Into the isles the highlight at the Colonsay Pantry, on the eponymous isle, are their regular seafood nights, where you feast on a heaving platter of shellfish and smoked fish. The Boat House on Gigha is one of my favourite restaurants in Scotland. There is no better place to tuck into Gigha halibut as you gaze out over the white sand beach.
The Isle of Mull truly excels. In Tobermory, Café Fish is a real institution. I love that they could tell me exactly where each of their seafood dishes was sourced. The setting works too, right on the ferry pier. The Creel down in Fionnphort is a gloriously informal venue for the delight of king scallops and chips. Owners of the nearby Ninth Wave, John and Carla Lamont, inject a dash of Pacific Rim exoticism to their locally sourced menus, flavoured with produce from their own croft spicing up the fine local seafood. The setting is inspired in a stylishly resurrected bothy.
Experience it all with the locals
Combining a world-class seafood dinner with a great place to sleep is heaven in my book – here again the Seafood Trail delivers. On the Cowal Peninsula the Kilfinan Hotel is back with a bang under new owners and a new menu - seafood stars. Down the road I’ve watched Portavadie emerge from nothing under the mercurial Iain Jurgenson. In the early days Iain told me, “one day this will be a resort, a great place to really escape to, serving the freshest of Argyll produce”. And now it firmly is a resort with myriad accommodation options, swimming pools, hot tubs and that great seafood Iain promised.
We hit the Atlantic at Loch Melfort Hotel, where Calum Ross and his wife Rachel, have worked similar wonders at their family-run hideaway. The views to the isles are second to none and when I was back last year Calum explained the philosophy behind their food: “We really are spoiled for choice in Argyll. Whether you want to savour boat-fresh shellfish, or a beautiful piece of perfectly cooked fish.” Soon after chatting to him I was doing just that, enjoying their ‘catch of the day’.
Further north we come to Port Appin, which sports two excellent hotels, both equipped with acclaimed restaurants where the seafood tastes like it has just been plucked from the water. It has. The Pierhouse Hotel is under new management, but seafood remains the focus at this Michelin-acclaimed oasis with views. Loch Leven mussels and Loch Linnhe langoustines star. Airds Hotel oozes character, set in an 18th-century inn. Their ‘Seafood Heaven’ package includes a whopping seven course seafood tasting menu!
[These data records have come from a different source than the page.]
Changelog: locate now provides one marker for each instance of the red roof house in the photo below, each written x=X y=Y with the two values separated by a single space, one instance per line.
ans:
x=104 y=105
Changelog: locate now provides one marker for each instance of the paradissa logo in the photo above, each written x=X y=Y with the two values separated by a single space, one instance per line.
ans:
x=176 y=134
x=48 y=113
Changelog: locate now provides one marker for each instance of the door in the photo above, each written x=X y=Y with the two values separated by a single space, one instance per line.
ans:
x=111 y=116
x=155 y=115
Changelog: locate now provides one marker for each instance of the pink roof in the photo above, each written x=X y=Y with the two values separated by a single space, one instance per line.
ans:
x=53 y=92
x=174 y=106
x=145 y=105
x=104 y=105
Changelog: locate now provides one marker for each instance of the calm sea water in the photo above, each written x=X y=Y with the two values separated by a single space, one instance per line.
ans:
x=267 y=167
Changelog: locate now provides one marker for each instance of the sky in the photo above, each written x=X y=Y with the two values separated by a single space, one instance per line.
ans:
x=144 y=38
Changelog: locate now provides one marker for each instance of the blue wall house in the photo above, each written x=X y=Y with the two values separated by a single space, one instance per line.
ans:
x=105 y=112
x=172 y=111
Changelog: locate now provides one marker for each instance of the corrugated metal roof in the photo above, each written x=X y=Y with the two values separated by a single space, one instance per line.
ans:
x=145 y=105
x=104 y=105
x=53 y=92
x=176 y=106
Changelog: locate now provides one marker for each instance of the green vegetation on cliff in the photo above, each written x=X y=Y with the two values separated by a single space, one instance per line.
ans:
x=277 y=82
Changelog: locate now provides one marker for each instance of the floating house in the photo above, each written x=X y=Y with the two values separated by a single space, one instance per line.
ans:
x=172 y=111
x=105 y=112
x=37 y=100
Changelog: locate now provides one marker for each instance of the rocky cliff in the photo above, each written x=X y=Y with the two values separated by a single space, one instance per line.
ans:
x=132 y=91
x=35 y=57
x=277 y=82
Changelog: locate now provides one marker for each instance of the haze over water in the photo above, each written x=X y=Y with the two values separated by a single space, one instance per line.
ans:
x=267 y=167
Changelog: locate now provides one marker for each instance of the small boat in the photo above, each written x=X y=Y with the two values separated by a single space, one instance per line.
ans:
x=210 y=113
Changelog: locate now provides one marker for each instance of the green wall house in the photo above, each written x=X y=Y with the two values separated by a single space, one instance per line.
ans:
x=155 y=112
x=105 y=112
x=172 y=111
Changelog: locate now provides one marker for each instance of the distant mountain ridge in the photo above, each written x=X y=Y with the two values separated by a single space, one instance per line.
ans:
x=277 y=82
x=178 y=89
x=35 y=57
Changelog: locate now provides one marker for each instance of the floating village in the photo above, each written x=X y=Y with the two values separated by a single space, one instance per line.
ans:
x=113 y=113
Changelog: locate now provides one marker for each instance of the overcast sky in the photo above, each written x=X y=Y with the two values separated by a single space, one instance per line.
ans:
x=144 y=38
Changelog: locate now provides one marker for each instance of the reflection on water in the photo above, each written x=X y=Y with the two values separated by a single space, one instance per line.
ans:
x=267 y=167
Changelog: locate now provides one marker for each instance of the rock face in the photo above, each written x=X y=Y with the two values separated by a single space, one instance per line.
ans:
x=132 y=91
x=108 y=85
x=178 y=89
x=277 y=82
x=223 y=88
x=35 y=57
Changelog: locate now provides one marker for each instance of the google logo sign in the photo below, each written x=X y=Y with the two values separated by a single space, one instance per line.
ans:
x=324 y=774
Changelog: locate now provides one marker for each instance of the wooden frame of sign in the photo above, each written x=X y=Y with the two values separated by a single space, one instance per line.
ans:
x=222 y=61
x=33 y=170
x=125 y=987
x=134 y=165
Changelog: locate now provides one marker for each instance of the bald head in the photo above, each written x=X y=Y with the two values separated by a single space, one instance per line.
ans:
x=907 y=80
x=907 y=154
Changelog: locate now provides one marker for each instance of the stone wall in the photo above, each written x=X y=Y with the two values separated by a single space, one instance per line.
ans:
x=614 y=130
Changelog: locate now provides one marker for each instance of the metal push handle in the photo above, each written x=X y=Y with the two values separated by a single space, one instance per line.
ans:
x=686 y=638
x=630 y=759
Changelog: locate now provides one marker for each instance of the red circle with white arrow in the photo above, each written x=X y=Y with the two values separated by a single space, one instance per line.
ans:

Into the isles an epic seafood platter awaits at the award-winning, plush Glenegedale House on Islay. When I was there last autumn owner Emma Clark explained that the seafood “comes straight from the boats to the plate” in just a matter of hours. It tasted like it too; sublime. The Colonsay Hotel reclines inland on Colonsay. How about a wild swim on one of the isle’s starched white beaches before savouring your locally-landed seafood platter?
Over on Coll the Oliphant family have recently expanded the welcoming waterfront Coll Hotel with a spectacular extension designed by acclaimed Scottish architect William Tunnell, but the Coll lobster spaghetti remains one of my favourite seafood dishes in Scotland. They work closely with the local creel fishermen. Elsewhere on Coll at Tigh na Mara Guest House you can dine al fresco. How about Argyll scallop with pea and mint risotto?
Argyll is a glorious corner of Scotland awash with ocean and sea lochs, it’s a joy to see where all that world-class produce comes from. Islay Sea Adventures offer new ‘Seafood Special’ boat trips with scallops plucked straight from the water to the bbq – you can have a go at fishing for your lunch too. Whether it’s on a boat, in a restaurant, staying over at a hotel or visiting a producer, indulging in Argyll’s Seafood Trail is one of the most delicious experiences you’ll ever have.